In light of the COVID-19 pandemic, transplant-eligible patients with cancer are undergoing careful assessment to determine whether they should proceed with the procedure or receive additional consolidation therapy to buy time, according to Naval G. Daver, MD.
In light of the COVID-19 pandemic, transplant-eligible patients with cancer are undergoing careful assessment to determine whether they should proceed with the procedure or receive additional consolidation therapy to buy time, according to Naval G. Daver, MD.
For patients with hematologic malignancies such as acute myeloid leukemia (AML) or acute lymphocytic leukemia (ALL) in the frontline setting, most allogeneic stem cell transplants are being conducted as planned, said Daver, although patients will be tested for the virus to ensure they are not infected prior to the procedure.
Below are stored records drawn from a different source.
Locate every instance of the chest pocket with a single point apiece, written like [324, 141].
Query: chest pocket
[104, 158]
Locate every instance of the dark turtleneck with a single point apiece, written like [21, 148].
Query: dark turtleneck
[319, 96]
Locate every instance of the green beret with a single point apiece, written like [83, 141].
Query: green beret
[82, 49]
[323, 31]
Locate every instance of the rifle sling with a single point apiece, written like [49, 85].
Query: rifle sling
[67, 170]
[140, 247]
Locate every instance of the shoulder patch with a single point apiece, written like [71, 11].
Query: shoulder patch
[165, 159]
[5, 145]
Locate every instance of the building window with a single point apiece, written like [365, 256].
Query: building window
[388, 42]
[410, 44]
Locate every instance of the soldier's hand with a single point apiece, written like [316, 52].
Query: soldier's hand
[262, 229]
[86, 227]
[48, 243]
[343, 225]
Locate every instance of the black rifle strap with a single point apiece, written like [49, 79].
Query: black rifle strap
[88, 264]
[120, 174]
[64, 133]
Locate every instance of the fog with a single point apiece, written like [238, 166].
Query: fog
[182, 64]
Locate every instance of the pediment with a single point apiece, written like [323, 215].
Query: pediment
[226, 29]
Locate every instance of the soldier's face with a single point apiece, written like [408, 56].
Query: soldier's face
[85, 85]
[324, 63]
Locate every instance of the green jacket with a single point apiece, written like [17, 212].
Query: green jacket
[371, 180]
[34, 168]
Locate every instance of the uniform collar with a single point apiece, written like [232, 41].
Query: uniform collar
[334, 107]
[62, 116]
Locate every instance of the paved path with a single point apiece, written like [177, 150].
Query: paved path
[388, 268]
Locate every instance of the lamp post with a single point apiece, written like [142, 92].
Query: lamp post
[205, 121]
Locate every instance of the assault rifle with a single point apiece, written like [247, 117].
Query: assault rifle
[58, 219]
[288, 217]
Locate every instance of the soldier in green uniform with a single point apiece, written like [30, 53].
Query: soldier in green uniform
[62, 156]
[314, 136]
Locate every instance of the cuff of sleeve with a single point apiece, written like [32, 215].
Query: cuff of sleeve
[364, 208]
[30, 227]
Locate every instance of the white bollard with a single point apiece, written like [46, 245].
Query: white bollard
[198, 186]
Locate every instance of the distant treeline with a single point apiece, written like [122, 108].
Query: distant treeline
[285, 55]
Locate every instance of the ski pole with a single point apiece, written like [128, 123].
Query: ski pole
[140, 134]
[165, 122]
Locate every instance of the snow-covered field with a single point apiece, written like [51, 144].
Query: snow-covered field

If the test results turn out to be negative, the procedure is typically conducted.
However, in the relapse setting, providers are a bit more conservative with regard to selecting the time and type of transplant for patients. In cases where patients can safely delay treatment, the procedure may occur a few weeks later than previously planned in an effort to make it past the peak of the pandemic, explained Daver.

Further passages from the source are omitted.